Ya había ordenado que el Cuervo Depredador vigilara el perímetro, pero no había escuchado.
«No, no es que no estaba escuchando, algo está haciendo que no escuche…
¡Este chico!»
Leonel se había dado cuenta hace tiempo de que las órdenes de Khaled podían ser interrumpidas.
Para que Khaled hubiera sido enviado a comandar este asalto aéreo, era probable que además de ganar la confianza del Señor de la Ciudad Blanco, también fuera debido a su habilidad.
En virtud de esto, era fácil extrapolar que Khaled probablemente había sido el encargado de comandar a las aves depredadoras desde el principio.
Después de que Leonel se diera cuenta de esto, ya tenía toda la información que necesitaba.
El hecho de que su cuerno pudiera interrumpir el control de Khaled, aunque solo fuera por un momento, significaba que era muy posible que fuentes externas lo hicieran.
Entonces, la pregunta simple era…
¿qué hay del dolor?
Esto se confirmó fácilmente.
Aunque fue solo por un momento, el Cuervo Depredador despreció por completo las órdenes de Khaled, casi completamente interrumpiendo la formación con su vuelo errático en esos momentos justo después de que Leonel le atravesara el ojo.

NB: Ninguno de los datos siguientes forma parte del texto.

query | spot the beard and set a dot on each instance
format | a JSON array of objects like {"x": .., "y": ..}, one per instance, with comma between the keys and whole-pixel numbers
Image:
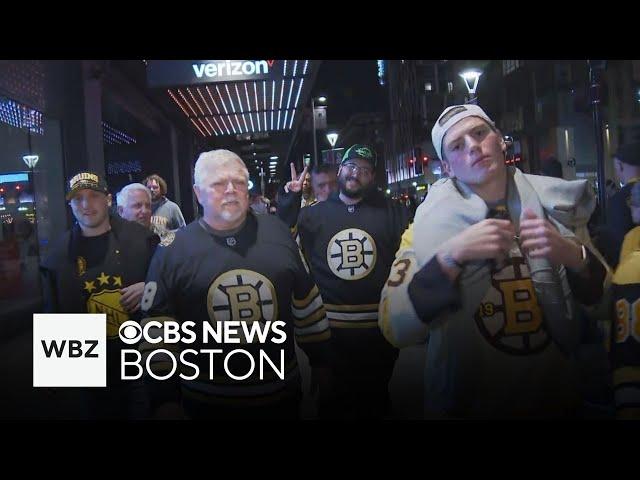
[{"x": 359, "y": 192}]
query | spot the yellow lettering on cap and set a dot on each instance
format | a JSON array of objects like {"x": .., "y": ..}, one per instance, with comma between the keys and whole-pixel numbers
[{"x": 83, "y": 176}]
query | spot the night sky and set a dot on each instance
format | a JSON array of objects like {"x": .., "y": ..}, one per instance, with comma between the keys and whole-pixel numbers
[{"x": 351, "y": 86}]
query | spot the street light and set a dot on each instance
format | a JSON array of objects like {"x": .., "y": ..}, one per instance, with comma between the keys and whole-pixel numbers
[
  {"x": 471, "y": 78},
  {"x": 321, "y": 99}
]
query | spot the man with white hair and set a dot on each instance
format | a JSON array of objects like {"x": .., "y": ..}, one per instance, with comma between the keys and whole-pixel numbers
[
  {"x": 490, "y": 271},
  {"x": 233, "y": 265}
]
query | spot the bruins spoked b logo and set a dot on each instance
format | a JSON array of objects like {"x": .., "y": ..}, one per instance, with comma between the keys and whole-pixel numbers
[
  {"x": 509, "y": 316},
  {"x": 351, "y": 254},
  {"x": 242, "y": 295}
]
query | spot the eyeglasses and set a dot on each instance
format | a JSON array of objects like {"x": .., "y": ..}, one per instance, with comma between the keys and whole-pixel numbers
[
  {"x": 222, "y": 185},
  {"x": 353, "y": 168}
]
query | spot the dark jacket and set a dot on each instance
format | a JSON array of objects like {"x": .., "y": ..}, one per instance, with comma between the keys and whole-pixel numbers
[
  {"x": 619, "y": 223},
  {"x": 131, "y": 247}
]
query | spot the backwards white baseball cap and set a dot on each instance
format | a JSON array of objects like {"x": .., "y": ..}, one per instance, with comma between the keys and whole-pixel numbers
[{"x": 449, "y": 118}]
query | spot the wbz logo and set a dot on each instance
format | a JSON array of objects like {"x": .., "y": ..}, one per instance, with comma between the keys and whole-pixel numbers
[
  {"x": 74, "y": 349},
  {"x": 69, "y": 350}
]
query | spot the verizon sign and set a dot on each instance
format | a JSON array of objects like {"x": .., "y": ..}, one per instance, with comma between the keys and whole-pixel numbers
[{"x": 171, "y": 73}]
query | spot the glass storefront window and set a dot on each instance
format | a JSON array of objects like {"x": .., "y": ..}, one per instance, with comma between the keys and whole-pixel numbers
[{"x": 32, "y": 205}]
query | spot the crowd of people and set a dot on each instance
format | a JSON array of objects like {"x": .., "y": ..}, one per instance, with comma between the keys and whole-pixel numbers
[{"x": 495, "y": 274}]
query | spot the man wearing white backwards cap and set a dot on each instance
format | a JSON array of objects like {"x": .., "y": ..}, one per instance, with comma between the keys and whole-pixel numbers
[{"x": 498, "y": 260}]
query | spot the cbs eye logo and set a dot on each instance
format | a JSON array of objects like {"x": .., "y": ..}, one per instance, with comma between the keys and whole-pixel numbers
[{"x": 130, "y": 332}]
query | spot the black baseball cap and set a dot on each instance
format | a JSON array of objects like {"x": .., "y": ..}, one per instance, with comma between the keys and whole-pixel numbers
[{"x": 86, "y": 180}]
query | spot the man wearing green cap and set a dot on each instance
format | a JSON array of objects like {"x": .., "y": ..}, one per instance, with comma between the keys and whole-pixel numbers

Aunque Khaled logró recuperar el control del Cuervo Depredador, hubo una cosa que no notó.
O, más bien, dos cosas empaquetadas en una.
La primera cosa era que Leonel había escondido un hechizo de daño secundario dentro de la flecha.
Y, la segunda cosa era que Leonel había escondido una versión más pequeña de los Artes de Fuerza dibujados en su cuerno también.
En el instante en que se dio cuenta de que su hipótesis era correcta, activó el hechizo de daño secundario, provocando una oleada de dolor en el Cuervo una vez más.
Y, justo después, activó las Artes de Fuerza de domesticación de bestias para interrumpir los segundos intentos de Khaled de controlar al Cuervo.
Cuando el hechizo de [Refracción de Luz] de Leonel fue influenciado, se dio cuenta de algunas cosas.
Por un lado, la influencia de las pupilas de un solo Cuervo era excepcionalmente débil en él.
Si no hubiera sido por 500 interrumpiendo su hechizo a la vez, nunca se habría distorsionado en primer lugar.
Y en segundo lugar, cuando usó su tabla de surf para bloquear la vista de Khaled mientras sacaba el diccionario, se dio cuenta de que el efecto que los Cuervos tenían sobre él era mucho más débil en ese instante.
Eso obviamente significaba que sus habilidades no eran de área de efecto, sino que realmente dependían de su vista.
Al menos, debían tener una línea de visión hacia el Arte de la Fuerza que querían interrumpir.
Esto hizo que Leonel se diera cuenta de su segunda cosa muy importante… Estos malditos pájaros no podían interrumpir un Arte de la Fuerza que ya había sido protegido y definitivamente no podían interrumpir uno demasiado pequeño para que fijaran su mirada.
En este punto, aunque Khaled estaba sorprendido, todavía no entendía cuál era el plan de Leonel.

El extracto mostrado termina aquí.